5. Compliance threatens security
Compliance itself is not bad, but complying with security standards set by government, such as HIPAA, or industries, such as PCI, are not enough to keep networks secure, Corman says. The problem is that regulations create a budget and resource conflict between what compliance demands and what network executives think really needs doing to best secure the business it supports. Complying with such standards also signals to potential attackers the exact defenses businesses have. "If PCI tells them where the fortifications are and they start targeting other areas," he says.

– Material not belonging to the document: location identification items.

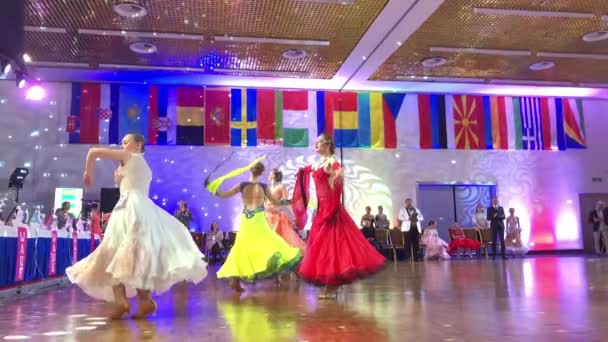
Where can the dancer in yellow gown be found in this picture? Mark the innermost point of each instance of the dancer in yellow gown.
(258, 252)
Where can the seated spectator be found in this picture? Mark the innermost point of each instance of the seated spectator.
(480, 219)
(436, 248)
(513, 242)
(381, 221)
(183, 214)
(460, 242)
(65, 219)
(367, 223)
(214, 243)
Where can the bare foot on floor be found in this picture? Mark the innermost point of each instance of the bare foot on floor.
(145, 309)
(120, 309)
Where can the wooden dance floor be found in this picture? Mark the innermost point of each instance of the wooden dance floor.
(532, 299)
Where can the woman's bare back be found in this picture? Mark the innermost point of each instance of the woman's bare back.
(253, 195)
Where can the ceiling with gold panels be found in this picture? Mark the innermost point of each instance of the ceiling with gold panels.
(458, 26)
(338, 26)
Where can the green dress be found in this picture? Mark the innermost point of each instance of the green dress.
(258, 251)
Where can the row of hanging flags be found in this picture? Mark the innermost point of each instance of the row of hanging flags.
(180, 115)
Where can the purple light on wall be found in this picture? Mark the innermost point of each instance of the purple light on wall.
(35, 93)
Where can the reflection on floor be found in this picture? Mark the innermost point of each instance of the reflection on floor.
(540, 299)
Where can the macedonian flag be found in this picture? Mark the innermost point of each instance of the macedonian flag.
(469, 122)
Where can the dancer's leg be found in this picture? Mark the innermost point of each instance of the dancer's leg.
(121, 303)
(329, 292)
(147, 305)
(235, 284)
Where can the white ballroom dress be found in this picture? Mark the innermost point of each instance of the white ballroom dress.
(143, 247)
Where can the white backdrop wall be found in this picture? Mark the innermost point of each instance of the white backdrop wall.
(542, 185)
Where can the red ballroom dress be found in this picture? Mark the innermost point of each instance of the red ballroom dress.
(459, 241)
(336, 252)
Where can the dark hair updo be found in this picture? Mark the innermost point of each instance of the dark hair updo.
(257, 169)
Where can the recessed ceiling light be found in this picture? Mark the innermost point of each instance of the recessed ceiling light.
(130, 9)
(541, 66)
(143, 47)
(293, 54)
(433, 62)
(595, 36)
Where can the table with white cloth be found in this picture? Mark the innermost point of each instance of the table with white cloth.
(29, 254)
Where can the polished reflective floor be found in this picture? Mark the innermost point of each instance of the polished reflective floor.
(532, 299)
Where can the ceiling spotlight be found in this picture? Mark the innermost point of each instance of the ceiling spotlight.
(5, 67)
(542, 66)
(35, 93)
(433, 62)
(129, 9)
(293, 54)
(143, 47)
(595, 36)
(20, 80)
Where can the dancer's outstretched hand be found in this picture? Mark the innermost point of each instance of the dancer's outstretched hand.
(87, 179)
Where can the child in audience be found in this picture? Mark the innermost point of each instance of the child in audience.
(460, 242)
(436, 248)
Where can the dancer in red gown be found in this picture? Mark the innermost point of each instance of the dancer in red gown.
(337, 253)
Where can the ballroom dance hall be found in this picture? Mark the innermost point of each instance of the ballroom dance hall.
(303, 170)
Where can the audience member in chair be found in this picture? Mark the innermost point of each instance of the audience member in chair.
(479, 218)
(461, 243)
(409, 218)
(367, 223)
(513, 241)
(496, 216)
(598, 217)
(381, 221)
(436, 248)
(214, 243)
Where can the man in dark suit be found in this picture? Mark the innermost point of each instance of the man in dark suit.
(599, 219)
(496, 216)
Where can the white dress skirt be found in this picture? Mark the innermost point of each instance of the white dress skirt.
(144, 247)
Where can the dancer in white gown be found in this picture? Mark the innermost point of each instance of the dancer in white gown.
(144, 249)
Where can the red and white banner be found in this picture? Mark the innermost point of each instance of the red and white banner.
(74, 248)
(92, 241)
(53, 254)
(21, 254)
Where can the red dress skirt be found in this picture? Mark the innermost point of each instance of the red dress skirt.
(459, 241)
(336, 252)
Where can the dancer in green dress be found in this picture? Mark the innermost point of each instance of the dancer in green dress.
(258, 251)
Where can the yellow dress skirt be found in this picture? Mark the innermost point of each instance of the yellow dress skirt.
(258, 252)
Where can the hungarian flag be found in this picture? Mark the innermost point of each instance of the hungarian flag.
(573, 124)
(190, 115)
(432, 121)
(298, 117)
(269, 116)
(217, 116)
(337, 116)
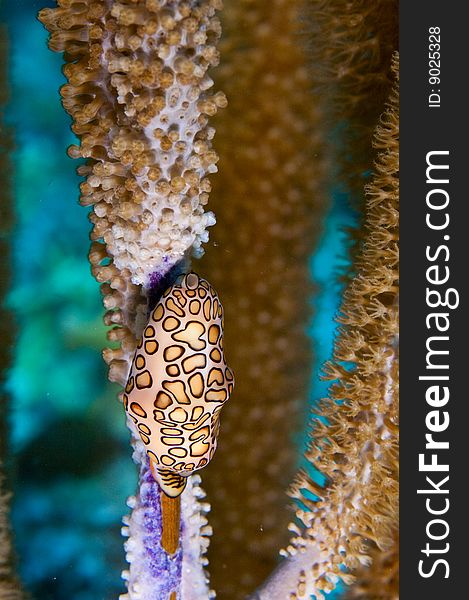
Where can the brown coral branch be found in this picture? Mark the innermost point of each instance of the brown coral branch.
(270, 202)
(10, 585)
(354, 444)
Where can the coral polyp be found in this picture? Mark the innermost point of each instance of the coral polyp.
(138, 95)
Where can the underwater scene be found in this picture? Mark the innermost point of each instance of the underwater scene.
(231, 236)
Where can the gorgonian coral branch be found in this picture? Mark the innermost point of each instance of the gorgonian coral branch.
(270, 202)
(351, 44)
(138, 96)
(354, 443)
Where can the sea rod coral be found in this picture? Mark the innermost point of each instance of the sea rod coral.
(10, 586)
(350, 47)
(270, 201)
(354, 443)
(138, 94)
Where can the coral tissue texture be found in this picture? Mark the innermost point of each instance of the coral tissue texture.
(355, 444)
(138, 96)
(350, 45)
(269, 202)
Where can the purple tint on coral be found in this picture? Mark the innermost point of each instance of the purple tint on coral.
(160, 281)
(165, 569)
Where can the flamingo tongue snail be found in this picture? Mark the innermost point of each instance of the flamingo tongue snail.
(179, 382)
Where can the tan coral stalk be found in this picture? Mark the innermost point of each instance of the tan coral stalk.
(269, 204)
(351, 44)
(138, 94)
(355, 443)
(380, 580)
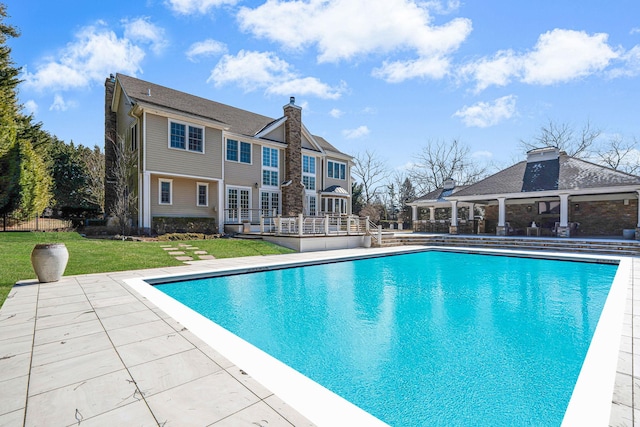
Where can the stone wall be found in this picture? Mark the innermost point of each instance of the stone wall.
(596, 218)
(163, 225)
(292, 195)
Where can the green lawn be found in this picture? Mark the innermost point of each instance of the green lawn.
(98, 256)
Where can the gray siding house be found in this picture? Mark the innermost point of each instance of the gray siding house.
(201, 165)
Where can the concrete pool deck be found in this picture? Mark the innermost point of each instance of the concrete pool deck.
(90, 350)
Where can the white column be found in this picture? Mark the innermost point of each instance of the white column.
(146, 200)
(501, 211)
(454, 213)
(564, 210)
(638, 191)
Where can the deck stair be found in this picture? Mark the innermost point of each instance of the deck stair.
(579, 245)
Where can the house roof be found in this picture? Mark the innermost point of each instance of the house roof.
(233, 119)
(563, 173)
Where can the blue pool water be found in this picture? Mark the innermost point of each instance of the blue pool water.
(428, 338)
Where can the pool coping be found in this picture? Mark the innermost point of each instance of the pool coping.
(21, 316)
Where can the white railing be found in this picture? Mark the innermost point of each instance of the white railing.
(315, 225)
(253, 216)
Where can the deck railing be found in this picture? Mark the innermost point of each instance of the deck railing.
(315, 225)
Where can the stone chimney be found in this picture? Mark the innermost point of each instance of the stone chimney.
(542, 154)
(109, 139)
(292, 194)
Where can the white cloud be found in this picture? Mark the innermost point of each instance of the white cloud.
(265, 70)
(343, 30)
(631, 64)
(558, 56)
(482, 154)
(358, 132)
(485, 114)
(187, 7)
(143, 31)
(336, 113)
(30, 107)
(207, 47)
(59, 104)
(95, 52)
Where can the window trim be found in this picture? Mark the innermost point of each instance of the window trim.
(271, 169)
(329, 162)
(309, 175)
(186, 136)
(160, 182)
(238, 151)
(206, 194)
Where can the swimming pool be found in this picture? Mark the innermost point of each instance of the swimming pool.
(446, 316)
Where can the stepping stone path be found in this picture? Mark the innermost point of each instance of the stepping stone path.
(180, 252)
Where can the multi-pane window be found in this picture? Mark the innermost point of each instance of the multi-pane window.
(309, 172)
(238, 151)
(134, 137)
(237, 204)
(336, 170)
(269, 203)
(269, 167)
(180, 132)
(202, 194)
(195, 139)
(164, 192)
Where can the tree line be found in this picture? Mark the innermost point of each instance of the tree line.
(37, 170)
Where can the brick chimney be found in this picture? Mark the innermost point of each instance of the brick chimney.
(292, 194)
(109, 139)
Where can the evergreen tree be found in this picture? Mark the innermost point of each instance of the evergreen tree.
(23, 175)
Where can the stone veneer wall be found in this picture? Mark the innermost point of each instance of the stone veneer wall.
(596, 218)
(292, 195)
(109, 137)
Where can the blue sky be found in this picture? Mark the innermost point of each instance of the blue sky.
(381, 75)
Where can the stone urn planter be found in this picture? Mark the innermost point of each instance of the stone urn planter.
(49, 261)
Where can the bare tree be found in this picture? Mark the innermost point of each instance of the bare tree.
(371, 171)
(564, 136)
(439, 161)
(122, 174)
(620, 154)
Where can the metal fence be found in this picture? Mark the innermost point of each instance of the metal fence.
(34, 223)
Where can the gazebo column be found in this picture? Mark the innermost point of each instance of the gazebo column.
(563, 227)
(501, 229)
(453, 227)
(638, 224)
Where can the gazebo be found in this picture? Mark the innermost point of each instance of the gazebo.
(550, 193)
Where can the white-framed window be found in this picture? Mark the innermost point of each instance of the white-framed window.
(134, 137)
(311, 207)
(270, 167)
(269, 203)
(309, 172)
(238, 203)
(165, 191)
(238, 151)
(336, 170)
(186, 137)
(202, 194)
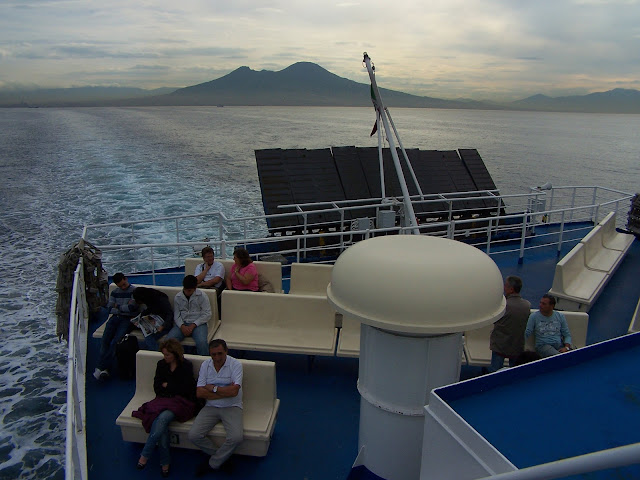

6. Vendor blind spots allowed the Storm worm outbreak to happen
Corporate defenses that check behavior of network devices can spot machines taken over by the bot network, but there is no such protection for consumer networks. Behavior-based antivirus software for endpoints and anomaly detection systems also work, but not for those who don't have them, he says. "Storm recognized the biggest blind spots in antivirus and exploited them, and Storm employs great social engineering," Corman says.
7. Security has grown well past do-it-yourself
Security vendors try to convince businesses that security is so complex that they cannot possibly do it alone, Corman says. But the security needs of businesses are so individual that merely choosing a product is not enough. "It's not enough to have the right tool. It needs to be installed and configured properly for the environment," he says, and that can best be done by the IT staff itself.